By William Rodriguez, Staff Writer
Walking into an office for an interview with a professor at any university can seem like a daunting experience. However, a professor who is leaning back in his chair with his feet resting on an opened drawer, eating food, with a smile on his face would help to put just about anyone at ease. This kind of relaxed, approachable, and open demeanor is exactly what one can expect to find when meeting Nathaniel Minton, a professor at the University of Maine at Farmington (UMF).
Minton, better known as Teal to most of those on campus, is an English professor with a focus in Creative Writing. He is laid back and his attitude toward students makes his students feel that he is open and approachable. Minton has only been a professor at UMF for 2 ½ years, or five semesters, yet as a teacher, his classes, and his friendly disposition have gained him a lot of attention. Brian Gadberry, a fifth year senior majoring in Art, seems to agree saying that he feels Minton has a “less authoritative air about him.” Gadberry continues, saying, “He is really interesting and easy to talk to. He seems like he genuinely cares and this makes it so easy to talk to him.” Gadberry has taken several classes with Minton and is currently working on his second independent study with him.
Minton carries a full teaching course-load: English 101, Genre Writing, and several Literature classes. The one that he seems to be most known for is his Screenwriting classes. Minton has written many screenplays, some of which have even gone on to be full-length feature films. “Honestly, I never really focused much on Teal as a professional, he doesn’t really bring up the things he has done and his accomplishments but rather the ideas and things he has learned from doing them,” said Gadberry, who goes on to say that the air Minton portrays is one of knowledge as well as experience on the subject. The way he teaches his students about screenwriting makes his understanding of the subject apparent. According to Gadberry, Minton doesn’t show off because he really doesn’t need to.

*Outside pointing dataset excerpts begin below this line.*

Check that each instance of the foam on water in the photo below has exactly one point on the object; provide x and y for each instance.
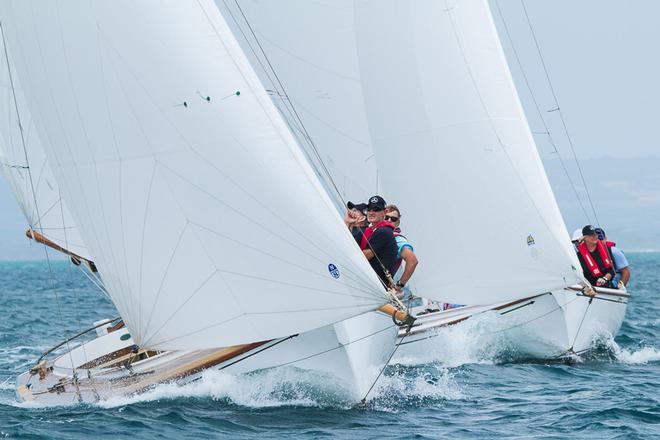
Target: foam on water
(480, 340)
(295, 387)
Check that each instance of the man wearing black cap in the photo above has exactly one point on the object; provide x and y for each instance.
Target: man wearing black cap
(378, 242)
(595, 260)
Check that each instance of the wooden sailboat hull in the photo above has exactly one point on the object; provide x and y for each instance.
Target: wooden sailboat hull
(548, 326)
(350, 353)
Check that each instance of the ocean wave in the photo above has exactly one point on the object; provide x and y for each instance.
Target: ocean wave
(643, 355)
(301, 388)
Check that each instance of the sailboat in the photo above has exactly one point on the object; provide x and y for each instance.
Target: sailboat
(211, 232)
(420, 96)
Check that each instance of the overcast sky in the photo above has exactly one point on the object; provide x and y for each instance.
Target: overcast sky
(602, 59)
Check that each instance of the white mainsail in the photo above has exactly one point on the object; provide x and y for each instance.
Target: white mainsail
(208, 225)
(22, 157)
(425, 84)
(305, 53)
(476, 199)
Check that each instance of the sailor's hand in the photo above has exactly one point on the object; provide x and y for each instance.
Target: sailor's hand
(350, 218)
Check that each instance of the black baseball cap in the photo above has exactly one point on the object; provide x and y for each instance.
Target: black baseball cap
(359, 206)
(376, 202)
(588, 230)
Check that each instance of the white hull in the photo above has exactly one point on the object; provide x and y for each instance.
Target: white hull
(548, 326)
(350, 353)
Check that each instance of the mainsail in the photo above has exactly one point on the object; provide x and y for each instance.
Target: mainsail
(24, 165)
(425, 85)
(208, 225)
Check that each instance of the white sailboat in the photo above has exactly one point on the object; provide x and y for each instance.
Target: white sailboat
(212, 227)
(419, 94)
(209, 227)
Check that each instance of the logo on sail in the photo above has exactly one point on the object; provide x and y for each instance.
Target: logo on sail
(334, 271)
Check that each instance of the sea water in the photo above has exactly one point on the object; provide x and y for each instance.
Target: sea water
(471, 392)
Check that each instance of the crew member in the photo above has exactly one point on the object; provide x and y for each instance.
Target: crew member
(621, 266)
(378, 242)
(595, 260)
(356, 220)
(405, 251)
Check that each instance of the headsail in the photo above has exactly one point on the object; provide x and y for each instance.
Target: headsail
(305, 53)
(476, 200)
(208, 225)
(22, 155)
(427, 87)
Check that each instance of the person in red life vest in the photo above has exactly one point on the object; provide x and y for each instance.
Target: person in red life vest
(378, 242)
(405, 252)
(595, 259)
(621, 266)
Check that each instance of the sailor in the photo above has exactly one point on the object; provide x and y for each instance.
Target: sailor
(378, 242)
(576, 238)
(619, 260)
(405, 251)
(595, 260)
(356, 220)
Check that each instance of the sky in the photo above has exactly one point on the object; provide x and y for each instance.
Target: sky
(601, 58)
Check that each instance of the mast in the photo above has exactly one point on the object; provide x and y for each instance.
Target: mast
(208, 225)
(427, 87)
(32, 182)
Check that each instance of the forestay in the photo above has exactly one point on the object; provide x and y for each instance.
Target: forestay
(425, 86)
(22, 157)
(476, 201)
(208, 225)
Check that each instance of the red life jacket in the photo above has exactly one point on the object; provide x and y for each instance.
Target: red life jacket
(591, 264)
(366, 235)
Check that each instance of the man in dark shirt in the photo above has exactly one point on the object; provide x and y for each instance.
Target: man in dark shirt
(378, 241)
(595, 260)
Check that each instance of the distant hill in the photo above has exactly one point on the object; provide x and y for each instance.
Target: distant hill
(625, 194)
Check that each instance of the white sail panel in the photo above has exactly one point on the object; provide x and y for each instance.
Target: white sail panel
(424, 85)
(308, 50)
(456, 154)
(208, 225)
(22, 155)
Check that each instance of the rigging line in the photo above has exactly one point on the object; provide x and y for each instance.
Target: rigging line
(34, 195)
(275, 257)
(70, 272)
(297, 116)
(538, 109)
(254, 221)
(20, 167)
(145, 90)
(561, 115)
(86, 137)
(389, 359)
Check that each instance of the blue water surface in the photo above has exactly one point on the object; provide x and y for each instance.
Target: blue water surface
(613, 394)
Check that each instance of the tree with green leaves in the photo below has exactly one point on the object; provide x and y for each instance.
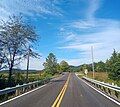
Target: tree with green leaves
(64, 66)
(15, 35)
(114, 66)
(51, 64)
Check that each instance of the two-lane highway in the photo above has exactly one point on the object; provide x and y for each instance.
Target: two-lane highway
(66, 91)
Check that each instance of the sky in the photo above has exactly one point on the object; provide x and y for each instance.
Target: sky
(68, 28)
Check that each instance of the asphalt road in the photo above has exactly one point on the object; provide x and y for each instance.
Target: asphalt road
(77, 94)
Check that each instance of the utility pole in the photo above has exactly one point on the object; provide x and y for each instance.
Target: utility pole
(28, 57)
(93, 62)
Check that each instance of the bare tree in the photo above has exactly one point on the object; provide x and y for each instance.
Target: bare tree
(30, 53)
(15, 35)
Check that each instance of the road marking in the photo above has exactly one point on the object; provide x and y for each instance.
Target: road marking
(116, 102)
(59, 98)
(21, 95)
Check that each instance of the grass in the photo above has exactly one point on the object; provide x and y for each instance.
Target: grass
(101, 76)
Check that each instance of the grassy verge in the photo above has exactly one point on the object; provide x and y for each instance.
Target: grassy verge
(100, 76)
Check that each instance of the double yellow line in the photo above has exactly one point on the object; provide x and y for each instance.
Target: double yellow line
(59, 98)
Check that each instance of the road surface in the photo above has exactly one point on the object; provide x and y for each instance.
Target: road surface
(65, 91)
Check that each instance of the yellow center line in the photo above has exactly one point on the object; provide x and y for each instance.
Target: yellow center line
(59, 98)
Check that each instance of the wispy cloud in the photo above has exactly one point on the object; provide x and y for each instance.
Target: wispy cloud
(94, 5)
(80, 35)
(28, 8)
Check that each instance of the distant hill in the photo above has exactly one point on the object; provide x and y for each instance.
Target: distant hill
(18, 70)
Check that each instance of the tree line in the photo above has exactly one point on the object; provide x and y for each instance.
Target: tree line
(111, 66)
(16, 38)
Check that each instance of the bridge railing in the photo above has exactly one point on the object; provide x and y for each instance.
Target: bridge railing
(107, 88)
(11, 92)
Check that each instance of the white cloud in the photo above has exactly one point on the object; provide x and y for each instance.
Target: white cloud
(94, 5)
(103, 34)
(28, 7)
(35, 64)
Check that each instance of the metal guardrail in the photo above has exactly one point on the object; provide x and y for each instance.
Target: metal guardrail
(112, 90)
(6, 93)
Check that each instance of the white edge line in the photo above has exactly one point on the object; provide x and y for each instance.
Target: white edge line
(21, 95)
(100, 92)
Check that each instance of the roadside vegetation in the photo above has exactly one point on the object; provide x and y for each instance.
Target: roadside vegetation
(16, 40)
(108, 71)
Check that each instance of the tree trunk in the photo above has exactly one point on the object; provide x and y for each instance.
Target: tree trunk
(10, 76)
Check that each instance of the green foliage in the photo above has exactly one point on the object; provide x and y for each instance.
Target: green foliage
(113, 66)
(100, 67)
(51, 64)
(64, 66)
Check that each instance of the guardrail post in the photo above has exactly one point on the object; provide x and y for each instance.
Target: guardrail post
(17, 92)
(116, 94)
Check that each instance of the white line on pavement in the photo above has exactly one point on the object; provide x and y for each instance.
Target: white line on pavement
(118, 103)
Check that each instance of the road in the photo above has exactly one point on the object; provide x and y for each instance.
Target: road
(75, 93)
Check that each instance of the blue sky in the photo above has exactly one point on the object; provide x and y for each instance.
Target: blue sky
(69, 28)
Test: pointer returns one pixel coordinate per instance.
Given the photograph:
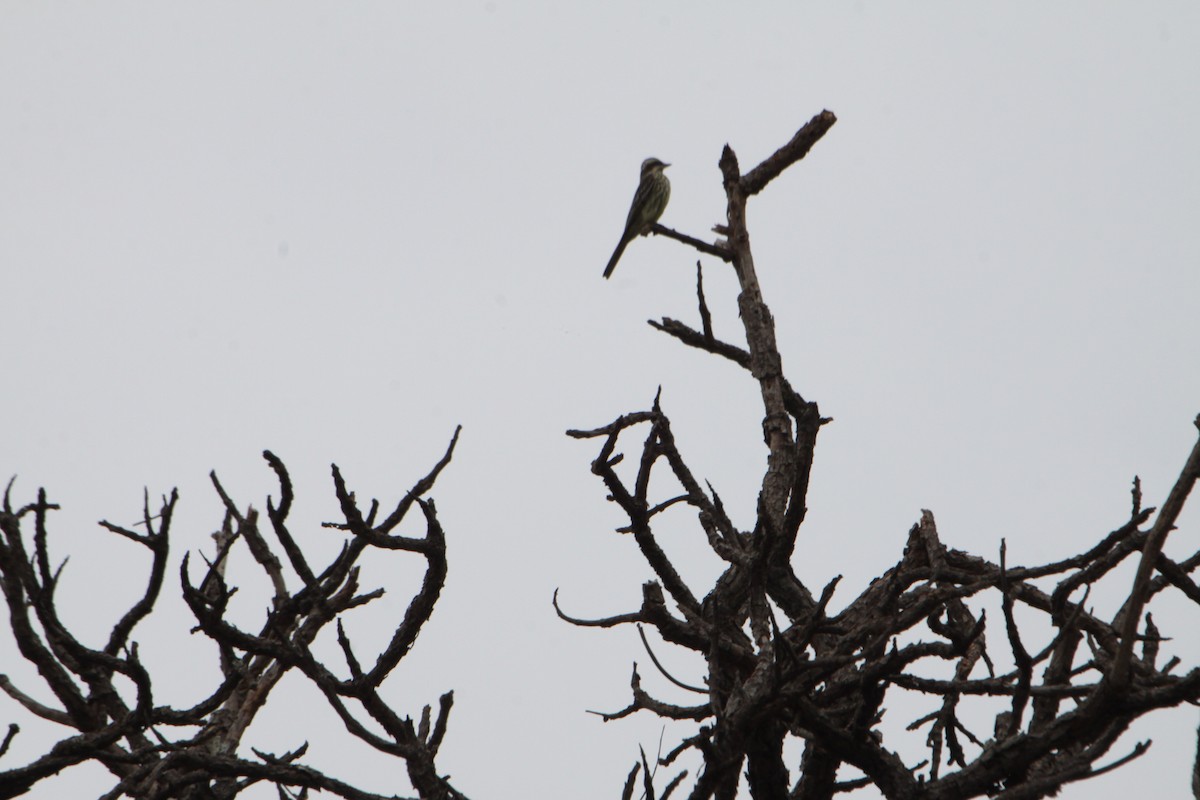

Ask Minton about screenwriting and his eyes seem to light up. The energy in the room sparks as he explains that screenwriting is his favorite subject to teach. “I like screenwriting because it is a highly refined form and the work of the teacher is to teach the form. There are a whole bunch of rules in screenwriting, all of which can be broken. You just have to learn them all first,” said Minton. He comments on how he enjoys how all of his students write their own screenplay. For him one of the best parts is the finished product. “It is wonderful to see their sense of accomplishment and ownership when they have finally finished writing,” said Minton.
Originally going to Film School, Minton quickly realized that that was not the path he wanted to take. Film school he realized was more “technical and less creative” than he had originally thought. “Being a person of creative interest” Minton decided that he needed to stretch out his education, “I started taking anything that interested me. When I graduated I had enough credits for four different majors [Psychology, Political Science, English, and Film],” recalled Minton.
According to Minton, teaching and him seem to go hand in hand. “In Grad School I was given a job as a teaching assistant having done no teaching before. I had three weeks of training and then I was thrown in the class. For the first three weeks I was incredibly nervous but halfway through the semester I realized that I really enjoyed it,” said Minton. “It was like a natural fit for me. I love helping students articulate ideas and watching them grow.”
This attitude toward teaching is one of the reasons that many students seek out his classes or return for more. “He [Teal] is definitely one of the reasons that kept me here at the school this last year,” said Gadberry.
Minton’s love for teaching is actually the deciding factor in his decision to be a professor instead of following a screenwriting career. “I like teaching so much. Teaching seems to feed my writing; it doesn’t impede but feeds my creativity. I get to talk about screenplays all day, so I am constantly thinking about that. I just love teaching and no one should teach unless they feel that way,” said Minton.
For Teal coming to UMF wasn’t a decision he made himself, “I like to think we chose each other,”said Minton.